3.   No (Public) Foregone Political Conclusions - That the US is too mired up in Iraq and other things to be able to handle Syrian disintegration helps a lot here.  If Algeria, China and Russia were convinced we wanted Assad out and quickly, they'd be far less likely to accede to the ratcheting up of  pressure on the regime.  By contrast, because the US made so nakedly clear that it would be satisfied with nothing less than Saddam Hussein's ouster, other countries resisted all forms of cooperation with us on Iraq for fear of abetting a US-led coup.  Even if Bush and Co. believe that nothing less than toppling Assad will do the trick, the decision not to flaunt their long-term designs is making it easier to sustain consensus.

October 24, 2005


Time for the UN to Step Up to the Plate on Syria
Posted by Suzanne Nossel

Having praised the UN for its tough-minded report on the Hariri assassination, its now time for the organization's supporters to call on the world body to follow up with action.  Tomorrow the Security Council will meet to consider next steps.  The US and France are reportedly united in pushing for a resolution that would require full Syrian government cooperation with the next phase of the investigation, including access to all witnesses and suspects, and backing those demands with the threat of sanctions.  The US is calling for a meeting of Foreign Ministers of all Security Council members as soon as this Friday.

That France is solidly on board and even fronting the issue bodes well, in that their bona fides in the Arab world are a lot stronger than ours right now.   This is not a case where the US is moving unilaterally or pursuing a self-serving agenda.  Recognizing that, the rest of the Security Council membership should rise to the occasion.   

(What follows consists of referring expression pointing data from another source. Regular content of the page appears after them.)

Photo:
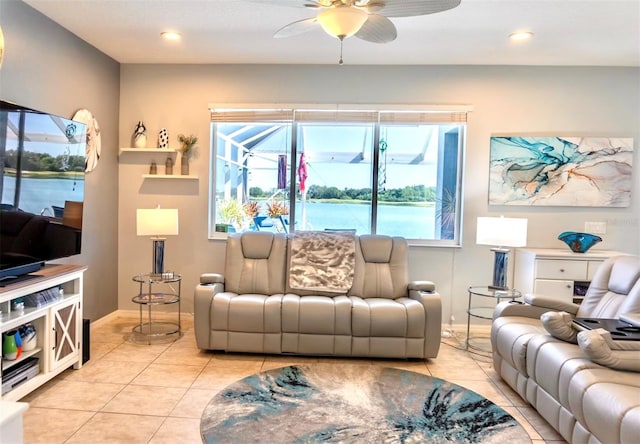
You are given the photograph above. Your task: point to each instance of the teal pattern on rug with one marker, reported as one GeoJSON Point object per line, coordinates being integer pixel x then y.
{"type": "Point", "coordinates": [318, 403]}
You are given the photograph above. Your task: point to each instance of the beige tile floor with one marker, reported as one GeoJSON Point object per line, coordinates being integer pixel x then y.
{"type": "Point", "coordinates": [135, 393]}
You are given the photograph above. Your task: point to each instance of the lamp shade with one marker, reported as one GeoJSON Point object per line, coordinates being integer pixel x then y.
{"type": "Point", "coordinates": [342, 21]}
{"type": "Point", "coordinates": [502, 231]}
{"type": "Point", "coordinates": [157, 222]}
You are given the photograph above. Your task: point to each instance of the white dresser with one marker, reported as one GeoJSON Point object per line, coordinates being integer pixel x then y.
{"type": "Point", "coordinates": [558, 273]}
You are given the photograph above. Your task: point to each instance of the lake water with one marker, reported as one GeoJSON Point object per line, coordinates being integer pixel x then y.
{"type": "Point", "coordinates": [37, 194]}
{"type": "Point", "coordinates": [408, 221]}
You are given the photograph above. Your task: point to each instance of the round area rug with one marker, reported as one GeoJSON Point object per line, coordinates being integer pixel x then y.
{"type": "Point", "coordinates": [353, 403]}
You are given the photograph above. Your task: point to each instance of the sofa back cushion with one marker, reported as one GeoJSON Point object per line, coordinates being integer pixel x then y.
{"type": "Point", "coordinates": [255, 263]}
{"type": "Point", "coordinates": [381, 267]}
{"type": "Point", "coordinates": [614, 290]}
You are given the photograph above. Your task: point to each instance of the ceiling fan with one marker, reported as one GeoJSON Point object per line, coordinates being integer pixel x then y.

There's reason for hope because:

1) Syria's actions do not raise the usual Chinese and Russian concerns about infringements on sovereignty - on the contrary, the assassination of Hariri was a grave insult to Lebanese sovereignty;

2) Syria's relatively isolated among the UNSC membership - while China and Syria have strengthened ties it won't get the level of protection that, for example, the Russians afford to Iran;

3) mercifully this issue sidesteps the quicksand of UN debates that pit developed versus developing countries - ordinary, disenfranchised people throughout the Middle East seem to get what happened to Hariri and want to see justice;

4) Syria's only strong ally among the UNSC membership would appear to be Algeria which has just 2 months left in its term;

5) Europeans and others on the Council can make a strong argument that in acting, the UN can prevent the US from taking measures against Syria on its own - after all that's gone down in relation to Iraq, that's got to have powerful appeal;

6) After flirting with the edge of irrelevancy after its failed September Summit on reform, the organization would benefit from proving its worth on an issue that matters to its host country and largest member state, the US.  This imperative won't be lost on the Council membership.

We can expect the usual to-and-fro over whether to include sanctions in an initial resolution, what the sanction triggers should be, and how far the measures should go.  But Russia, China and others ought to realize that for the sake of Lebanon, of the principle of sovereignty, of the stability of the Middle East and of the future of the UN, now is as good a time as any to prove that the world body is something more than a debating shop.

Oh, and a word to the Bush Administration:  there's plenty to blame Syria for right now, but John Bolton and colleagues had best not freight up an initial Hariri resolution with other US-specific hot-button issues that will only complicate the negotations and stand in the way of consensus.  After all, the Administration needs a success on this even more than the UN does.